Extra Payment Mortgage Calculator

See exactly how much faster you’ll be debt-free — and how much interest you’ll save — by adding a little extra to each payment. Enter your loan, then try different extra amounts.

Why extra payments are so powerful

On a fixed-rate mortgage, your scheduled payment is split between interest (charged on the remaining balance) and principal. Early on, most of it is interest. An extra payment goes 100% to principal — so it not only shrinks the balance, it erases all the future interest that balance would have generated. That compounding is why a modest extra amount can remove years from a 30-year loan.

Use the “Extra monthly payment” field above and watch three things change instantly: your payoff time, your total interest, and the “loan balance over time” chart, which now drops to zero noticeably sooner. The amortization schedule below shows the new month-by-month path, and you can download it as CSV.

How to use the savings

Compare scenarios: try $50, $100 and $250 extra per month and note the payoff date and total interest for each. Pick the largest amount you can comfortably sustain — consistency matters more than size, because the earlier each dollar lands, the more interest it kills.
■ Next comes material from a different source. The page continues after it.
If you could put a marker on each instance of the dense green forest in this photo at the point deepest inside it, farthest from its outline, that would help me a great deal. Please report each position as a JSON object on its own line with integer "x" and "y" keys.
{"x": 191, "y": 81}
Frequently asked questions

How much does paying extra actually save?

It depends on your rate and how early you start, but on a typical 30-year loan even $100–$200 extra per month commonly cuts several years and tens of thousands in interest. Enter your numbers above for the exact figure.

Monthly extra vs one lump sum — which is better?
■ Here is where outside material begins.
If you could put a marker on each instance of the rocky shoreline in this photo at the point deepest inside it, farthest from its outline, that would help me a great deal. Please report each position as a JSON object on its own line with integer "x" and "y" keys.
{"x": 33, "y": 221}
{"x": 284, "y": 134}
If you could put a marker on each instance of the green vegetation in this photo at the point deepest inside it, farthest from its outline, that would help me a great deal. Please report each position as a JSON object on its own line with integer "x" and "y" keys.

Both work. Monthly is easier to budget and saves interest every month; a lump sum makes a big one-time dent. Earlier is always better because interest accrues on the remaining balance.

Do extra payments lower my required payment?

No — they shorten the term, not the monthly amount. You finish sooner and pay less interest, but the scheduled payment stays the same unless you recast or refinance.

BriskToolbox provides estimates for general information only and is not financial advice. Check that your lender applies extra payments to principal and charges no prepayment penalty.